What we want is to see the child in pursuit of knowledge, and not knowledge in pursuit of the child. ~George Bernard Shaw
We like telling stories in our house. We like listening to stories in our house. We have no TV, so stories, whether from a book or just from imagination are the best form of entertainment we have got going. I tell stories for a living, or at least I am trying to make a living from it. Storytelling, is just a part of life for me. So, of course, I try and encourage it from my children. We use the “Tell Me a Story” cards sometimes, which are fun and we do enjoy, but I find them sometimes restrictive in that the actions are often too specific for me. They are ok for Julien who is a bit older, but for Noah it limits it a bit.
We inherited a beautiful set of what we call “Picture puzzles” but in the real world I am not quite sure what you would call them. They are wooden tiles that have lovely simple images on them. Forest trees, one animal, pieces to put together to make a house or barn or whatever you want. There are streams, wildflower fields, green tiles for grass, blue ones for sky.They are wonderfully simple and can be used for so many things. Julien likes to just make a picture with them. He always has. I am afraid he is a bit shy in his story telling. I am hoping he is like his Mama and prefers to put them to paper, which takes away that shyness of telling what lives deep in your imagination. It is important to let those stories out.

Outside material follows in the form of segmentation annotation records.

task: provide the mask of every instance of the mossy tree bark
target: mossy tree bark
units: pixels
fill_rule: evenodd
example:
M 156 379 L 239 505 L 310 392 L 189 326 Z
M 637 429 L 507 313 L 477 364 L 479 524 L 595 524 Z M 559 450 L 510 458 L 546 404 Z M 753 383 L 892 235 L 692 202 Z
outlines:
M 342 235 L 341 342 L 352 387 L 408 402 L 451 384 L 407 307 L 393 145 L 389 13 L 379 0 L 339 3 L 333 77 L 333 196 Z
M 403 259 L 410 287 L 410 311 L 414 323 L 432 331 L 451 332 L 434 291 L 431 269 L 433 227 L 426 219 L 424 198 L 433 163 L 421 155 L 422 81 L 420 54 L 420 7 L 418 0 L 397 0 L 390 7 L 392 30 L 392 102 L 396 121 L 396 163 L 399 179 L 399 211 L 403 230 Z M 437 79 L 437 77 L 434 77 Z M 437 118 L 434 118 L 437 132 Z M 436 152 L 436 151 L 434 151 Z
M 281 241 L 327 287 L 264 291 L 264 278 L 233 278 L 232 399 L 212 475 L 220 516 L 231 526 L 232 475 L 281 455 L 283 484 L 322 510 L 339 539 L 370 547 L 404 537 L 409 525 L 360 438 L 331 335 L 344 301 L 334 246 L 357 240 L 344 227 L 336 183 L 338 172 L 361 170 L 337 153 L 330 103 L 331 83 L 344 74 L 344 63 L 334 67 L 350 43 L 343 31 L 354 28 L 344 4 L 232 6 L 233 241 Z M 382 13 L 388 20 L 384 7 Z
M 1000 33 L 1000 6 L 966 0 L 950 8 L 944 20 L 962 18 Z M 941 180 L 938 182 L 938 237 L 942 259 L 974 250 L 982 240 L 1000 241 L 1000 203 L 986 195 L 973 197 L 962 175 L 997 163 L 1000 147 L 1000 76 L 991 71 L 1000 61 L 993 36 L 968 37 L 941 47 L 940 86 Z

I recently introduced Noah to them. Oh, he has played with them before, but never in a “can you tell me what is happening in your picture” kind of way. The simple act of asking, has stirred up some pretty great stories. Of course, he is only three, so you have to help him along. Asking questions like, “I see you put a cow in your story, where does he live? Is he friends with the sheep? What do you think they talk about when they are in the meadow?” all have elicited some very three year old responses. Including “the fox and chicken are friends here because they have to be, otherwise the fish in the stream would be sad.” Naturally.
Storytelling is such a wonderful way to unleash your child’s imagination. You telling them stories, them telling you. It allows them to process the world around them, it allows them a voice to work things out, it lets them know that it is ok to see things differently.